Will it be a high-priced horse pill? Nah, Bischofberger says, it shouldn’t be much bigger than a Sustiva tablet. And it shouldn’t cost more than the three meds together. As Rosen says, “You shoot yourself in the foot if you price it too high.”

The One For Me?
HIVers sound off on what an all-in-one HIV regimen will mean for them:

Andrena Ingram, 50, Seminary Student, Philadelphia, PA
Dx: 1993
When I started meds, it was overwhelming—I had to take all those pills to stay alive.
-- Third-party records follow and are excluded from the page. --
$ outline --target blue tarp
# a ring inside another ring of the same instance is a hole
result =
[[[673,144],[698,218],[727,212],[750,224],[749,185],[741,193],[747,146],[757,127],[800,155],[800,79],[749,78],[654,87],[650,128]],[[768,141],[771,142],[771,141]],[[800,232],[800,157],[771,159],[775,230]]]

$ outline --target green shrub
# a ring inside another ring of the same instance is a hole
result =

Why didn’t they come out with this sooner?

Peter Petraitis, 55, Retired Editor, Boston, MA
Dx: 1992
I’m resistant to most of the meds, so my docs had to be creative. Maybe this will lead to simpler combos that will work for me, too.

Elizabeth Mercado, 44, HIV Educator, Staten Island, NY
Dx: 1987
With diabetes, hypertension and HIV, I take a lot of meds. One pill a day would be less stressful. I’d definitely try that new combo.

Valens Fils-Aimé, 31, Teacher, Miami, FL, Dx: 2004
One pill a day is wonderful. The fewer pills in your stomach, the better. I am full of hope: New meds are on the way—and eventually a cure.